Luisa entra al bar "La Herradura". Hay bastante gente viendo un partido de futbol: Macherster vs. Real Madrid. Se acerca a la barra y pide una cerveza. Desde la distancia se acerca un joven de cabello rojo lleno de pecas con dos tragos.
- ¡Hola! - Dice el joven con una gran sonrisa, su diente dorado sobresale de su boca.
- Alo. - Contesta secamente Luisa.
- Te traigo este trago, -al ponerlo sobre la barra este tira un poco de su contenido - espero que no te moleste que me siente junto a ti. - Su aspecto y su olor delatan que ya lleva rato tomando.
- Preferiría que no, estoy esperando a alguien. - Luisa no voltea a verlo solo ve hacia enfrente de la barra y el reflejo del espejo detras del sinfin de botellas.
- Vamos mujer, ya estas grande, yo estoy grande, no pasa nada. Toma el trago que te traje. - Se sienta tambaleandose en el banco al lado de Luisa.
- Gracias, ya tengo cerveza - Luisa levanta el embase ambar.
- Me llamo Gregorio Ochoa, soy encargado de una tienda, -la mano de él se desliza hacia el muslo de Luisa - ¿Quieres ir a dar una vuelta? - Luisa siente la mano de Gregorio y se levanta enojada.
- Chingada madre, no puedo salir a tomar por que imbeciles como tu vienen a cagarla. Te digo que estoy esperando a alguien, no me interesa ninguna de tus invitaciones pendejas.
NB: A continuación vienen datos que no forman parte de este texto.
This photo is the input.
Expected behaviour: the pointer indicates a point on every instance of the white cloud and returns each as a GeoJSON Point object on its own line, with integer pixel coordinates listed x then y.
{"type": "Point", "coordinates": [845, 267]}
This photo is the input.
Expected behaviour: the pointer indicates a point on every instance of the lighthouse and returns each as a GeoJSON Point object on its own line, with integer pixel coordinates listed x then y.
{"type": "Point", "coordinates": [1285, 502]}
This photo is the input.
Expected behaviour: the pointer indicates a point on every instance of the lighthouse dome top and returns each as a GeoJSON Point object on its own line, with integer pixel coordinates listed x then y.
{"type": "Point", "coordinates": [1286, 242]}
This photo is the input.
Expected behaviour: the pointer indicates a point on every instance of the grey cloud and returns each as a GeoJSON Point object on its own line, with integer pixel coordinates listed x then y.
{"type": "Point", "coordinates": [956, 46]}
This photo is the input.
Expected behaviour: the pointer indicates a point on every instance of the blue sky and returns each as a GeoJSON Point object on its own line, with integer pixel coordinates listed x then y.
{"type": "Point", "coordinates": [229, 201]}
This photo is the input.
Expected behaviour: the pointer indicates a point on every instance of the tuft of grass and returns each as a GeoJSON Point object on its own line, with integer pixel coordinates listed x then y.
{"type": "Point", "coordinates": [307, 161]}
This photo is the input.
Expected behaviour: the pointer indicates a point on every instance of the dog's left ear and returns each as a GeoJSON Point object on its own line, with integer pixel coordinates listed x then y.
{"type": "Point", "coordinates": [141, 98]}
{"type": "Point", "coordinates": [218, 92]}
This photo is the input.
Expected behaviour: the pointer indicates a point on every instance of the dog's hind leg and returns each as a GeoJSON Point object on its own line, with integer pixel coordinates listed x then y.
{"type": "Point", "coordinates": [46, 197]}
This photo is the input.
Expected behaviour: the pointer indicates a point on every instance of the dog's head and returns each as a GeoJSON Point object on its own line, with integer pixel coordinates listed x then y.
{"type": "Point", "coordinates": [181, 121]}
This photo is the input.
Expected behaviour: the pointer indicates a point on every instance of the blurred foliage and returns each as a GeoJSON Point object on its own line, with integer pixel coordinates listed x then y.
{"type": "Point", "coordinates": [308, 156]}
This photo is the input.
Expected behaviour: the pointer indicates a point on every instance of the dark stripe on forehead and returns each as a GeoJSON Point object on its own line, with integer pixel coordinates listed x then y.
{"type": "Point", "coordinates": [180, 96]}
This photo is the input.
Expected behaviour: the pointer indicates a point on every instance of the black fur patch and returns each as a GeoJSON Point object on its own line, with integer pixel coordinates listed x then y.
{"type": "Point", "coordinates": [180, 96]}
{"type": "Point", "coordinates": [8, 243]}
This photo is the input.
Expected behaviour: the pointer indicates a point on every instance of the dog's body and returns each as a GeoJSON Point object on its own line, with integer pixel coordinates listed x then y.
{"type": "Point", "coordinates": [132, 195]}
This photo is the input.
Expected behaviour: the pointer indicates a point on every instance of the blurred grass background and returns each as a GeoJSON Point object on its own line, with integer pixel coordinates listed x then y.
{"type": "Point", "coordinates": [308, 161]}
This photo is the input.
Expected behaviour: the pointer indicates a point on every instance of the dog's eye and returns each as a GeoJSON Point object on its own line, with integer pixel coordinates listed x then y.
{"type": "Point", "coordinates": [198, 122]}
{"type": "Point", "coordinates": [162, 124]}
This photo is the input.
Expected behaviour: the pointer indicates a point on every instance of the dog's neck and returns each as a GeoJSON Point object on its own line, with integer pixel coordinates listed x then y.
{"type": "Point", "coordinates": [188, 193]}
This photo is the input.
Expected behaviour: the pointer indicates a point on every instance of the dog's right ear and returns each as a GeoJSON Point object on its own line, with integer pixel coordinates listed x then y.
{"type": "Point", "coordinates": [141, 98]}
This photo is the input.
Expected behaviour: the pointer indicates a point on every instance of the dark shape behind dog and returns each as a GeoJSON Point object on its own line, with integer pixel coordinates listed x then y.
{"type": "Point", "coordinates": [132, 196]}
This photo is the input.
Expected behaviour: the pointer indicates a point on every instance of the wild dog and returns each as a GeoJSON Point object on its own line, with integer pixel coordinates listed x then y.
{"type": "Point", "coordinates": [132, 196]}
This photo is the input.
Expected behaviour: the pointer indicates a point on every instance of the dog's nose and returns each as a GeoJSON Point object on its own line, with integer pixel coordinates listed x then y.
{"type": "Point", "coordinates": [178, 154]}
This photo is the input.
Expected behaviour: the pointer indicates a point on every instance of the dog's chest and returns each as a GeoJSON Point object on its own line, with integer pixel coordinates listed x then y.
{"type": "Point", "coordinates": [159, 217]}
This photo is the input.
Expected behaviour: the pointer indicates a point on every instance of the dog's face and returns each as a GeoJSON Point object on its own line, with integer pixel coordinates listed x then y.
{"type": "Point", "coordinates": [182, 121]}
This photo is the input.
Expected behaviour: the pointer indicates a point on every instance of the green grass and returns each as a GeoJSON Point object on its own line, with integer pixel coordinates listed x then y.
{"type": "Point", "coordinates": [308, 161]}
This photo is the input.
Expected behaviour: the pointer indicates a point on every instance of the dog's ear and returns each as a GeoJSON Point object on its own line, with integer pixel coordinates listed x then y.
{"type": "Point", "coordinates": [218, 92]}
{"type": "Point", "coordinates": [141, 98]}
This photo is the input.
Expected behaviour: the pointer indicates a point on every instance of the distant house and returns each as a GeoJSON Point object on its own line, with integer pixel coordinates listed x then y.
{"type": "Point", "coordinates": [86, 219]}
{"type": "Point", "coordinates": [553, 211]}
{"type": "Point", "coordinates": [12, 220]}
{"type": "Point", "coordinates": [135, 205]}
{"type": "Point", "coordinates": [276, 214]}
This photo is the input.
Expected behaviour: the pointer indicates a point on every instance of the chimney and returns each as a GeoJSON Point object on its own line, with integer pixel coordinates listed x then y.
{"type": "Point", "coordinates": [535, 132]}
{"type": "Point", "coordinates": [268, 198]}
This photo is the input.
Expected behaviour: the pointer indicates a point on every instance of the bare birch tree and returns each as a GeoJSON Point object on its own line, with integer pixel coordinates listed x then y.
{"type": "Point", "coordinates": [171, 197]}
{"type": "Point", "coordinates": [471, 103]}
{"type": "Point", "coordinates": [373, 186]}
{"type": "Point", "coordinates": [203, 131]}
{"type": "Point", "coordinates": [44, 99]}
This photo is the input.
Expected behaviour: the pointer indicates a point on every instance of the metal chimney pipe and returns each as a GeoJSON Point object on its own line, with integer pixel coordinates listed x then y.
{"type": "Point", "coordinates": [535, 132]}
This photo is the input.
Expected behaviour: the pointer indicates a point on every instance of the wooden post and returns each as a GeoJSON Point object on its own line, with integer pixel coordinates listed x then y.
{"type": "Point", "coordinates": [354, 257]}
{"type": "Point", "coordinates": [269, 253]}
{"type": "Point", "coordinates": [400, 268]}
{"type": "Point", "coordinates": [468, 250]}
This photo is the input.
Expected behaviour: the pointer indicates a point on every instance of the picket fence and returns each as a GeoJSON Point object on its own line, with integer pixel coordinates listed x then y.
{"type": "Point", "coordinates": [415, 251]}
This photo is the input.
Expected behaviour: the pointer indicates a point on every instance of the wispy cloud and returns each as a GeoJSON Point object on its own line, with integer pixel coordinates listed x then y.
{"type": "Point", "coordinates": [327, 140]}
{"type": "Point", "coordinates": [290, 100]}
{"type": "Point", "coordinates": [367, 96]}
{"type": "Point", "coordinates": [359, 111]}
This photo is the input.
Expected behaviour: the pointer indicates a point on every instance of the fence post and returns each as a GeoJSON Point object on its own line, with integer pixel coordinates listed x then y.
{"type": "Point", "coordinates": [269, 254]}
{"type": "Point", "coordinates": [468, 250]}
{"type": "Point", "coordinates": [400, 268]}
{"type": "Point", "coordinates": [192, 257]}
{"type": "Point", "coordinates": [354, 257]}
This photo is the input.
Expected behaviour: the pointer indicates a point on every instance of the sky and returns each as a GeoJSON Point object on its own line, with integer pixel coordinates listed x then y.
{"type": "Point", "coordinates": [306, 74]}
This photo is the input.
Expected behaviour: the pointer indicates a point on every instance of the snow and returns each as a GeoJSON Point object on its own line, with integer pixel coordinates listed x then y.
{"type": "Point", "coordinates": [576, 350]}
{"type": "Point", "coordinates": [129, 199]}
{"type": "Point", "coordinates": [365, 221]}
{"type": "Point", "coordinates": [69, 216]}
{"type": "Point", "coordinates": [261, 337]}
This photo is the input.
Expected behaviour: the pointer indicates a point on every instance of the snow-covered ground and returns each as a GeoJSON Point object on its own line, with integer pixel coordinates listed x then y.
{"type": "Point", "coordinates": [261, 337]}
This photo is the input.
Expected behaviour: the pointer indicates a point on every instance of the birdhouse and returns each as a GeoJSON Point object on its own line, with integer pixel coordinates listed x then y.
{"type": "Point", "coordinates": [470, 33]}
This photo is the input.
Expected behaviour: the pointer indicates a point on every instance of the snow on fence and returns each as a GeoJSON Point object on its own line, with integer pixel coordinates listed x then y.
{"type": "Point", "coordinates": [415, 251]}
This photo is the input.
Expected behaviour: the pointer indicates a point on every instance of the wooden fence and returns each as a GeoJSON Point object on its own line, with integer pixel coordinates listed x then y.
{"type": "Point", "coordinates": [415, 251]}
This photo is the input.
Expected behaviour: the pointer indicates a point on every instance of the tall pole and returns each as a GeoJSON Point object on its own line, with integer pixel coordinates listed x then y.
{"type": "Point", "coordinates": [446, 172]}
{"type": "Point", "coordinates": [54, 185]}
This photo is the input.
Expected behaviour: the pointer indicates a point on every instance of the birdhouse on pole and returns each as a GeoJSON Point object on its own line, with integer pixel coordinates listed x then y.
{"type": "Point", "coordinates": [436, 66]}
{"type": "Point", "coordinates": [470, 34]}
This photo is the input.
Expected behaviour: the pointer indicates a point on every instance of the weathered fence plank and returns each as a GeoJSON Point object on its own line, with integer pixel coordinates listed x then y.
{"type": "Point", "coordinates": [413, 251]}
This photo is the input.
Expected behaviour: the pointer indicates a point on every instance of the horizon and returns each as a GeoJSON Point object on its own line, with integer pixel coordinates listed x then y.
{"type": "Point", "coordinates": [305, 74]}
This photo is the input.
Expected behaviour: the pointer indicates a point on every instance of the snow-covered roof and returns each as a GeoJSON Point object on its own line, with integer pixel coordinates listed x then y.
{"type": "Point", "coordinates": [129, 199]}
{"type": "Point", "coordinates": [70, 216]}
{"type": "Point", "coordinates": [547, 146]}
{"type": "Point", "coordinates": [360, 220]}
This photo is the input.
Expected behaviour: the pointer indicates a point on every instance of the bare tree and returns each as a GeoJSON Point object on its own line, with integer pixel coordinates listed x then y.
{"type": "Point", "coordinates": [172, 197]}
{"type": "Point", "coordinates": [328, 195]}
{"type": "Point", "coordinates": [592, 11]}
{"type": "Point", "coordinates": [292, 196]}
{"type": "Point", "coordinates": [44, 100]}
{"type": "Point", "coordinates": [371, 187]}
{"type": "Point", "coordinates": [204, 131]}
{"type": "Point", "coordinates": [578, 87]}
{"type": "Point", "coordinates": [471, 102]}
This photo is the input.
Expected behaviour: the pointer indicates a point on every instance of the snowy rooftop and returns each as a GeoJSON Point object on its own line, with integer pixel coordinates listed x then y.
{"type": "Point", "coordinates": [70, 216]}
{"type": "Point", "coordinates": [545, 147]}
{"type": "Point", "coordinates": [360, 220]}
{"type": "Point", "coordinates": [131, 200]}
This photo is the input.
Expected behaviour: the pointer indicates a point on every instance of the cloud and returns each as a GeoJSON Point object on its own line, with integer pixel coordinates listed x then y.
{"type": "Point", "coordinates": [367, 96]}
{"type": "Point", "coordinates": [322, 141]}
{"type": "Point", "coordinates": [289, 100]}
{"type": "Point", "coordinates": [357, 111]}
Luisa retrocede caminando de espalda y se topa con un tipo no mal parecido.
- Amor, siento que hayas tenido que esperar, había mucho tráfico, ¿Te estan molestando? - Dice apuntando a Gregorio, Luisa voltea sorprendida por que en realidad no esperaba a nadie pero decide seguir el juego.
- Si, de hecho me molesta, y le dije que esperaba a alguien y no me creyó. - Ella le toma de la mano.
- Vamos, no es un crimen intentar ligar en un bar. -Se levanta del banco- Ya me voy son un par de pinches aguafiestas. -Gregorio va con los dos tragos en la mano tambaleandose hacia donde están otras dos mujeres charlando solas.
Luisa voltea, le extiende la mano en forma de saludo y ve que no está tan mal parecido el tipo.
- Hola, me llamo Luisa, muchas gracias. -Una sonrisa y un ligero rubor aparece en su cara.
- No hay problema te veía desde hace rato, pero no tenía los cojones para venir a hablarte hasta que él -apunta hacía donde está Gregorio sonriendo con su diente dorado, tratando de cojerse a cualquiera que se deje, - empezó a molestarte decidí tomar acción. Me llamo Rodrigo. ¿Quieres salir a tomar un café para ya no estar aquí con el señor simpatía?
Los dos salen del bar contentos...
.EN EL FUTURO.
Luisa camino hasta llegar a su casa, esperaba que su llamada la pasado de alguna forma cambiara su presente. Abre la puerta con sigilo, todo lo ve normal, su corazón parece llenar el silencio pero solo ella lo percibe. Va a la cocina.
- Hola Luisa. ¿Dondé fuiste?
- ¿Rodrigo, sigues aquí?
Rodrigo sonríe levantando su taza de café.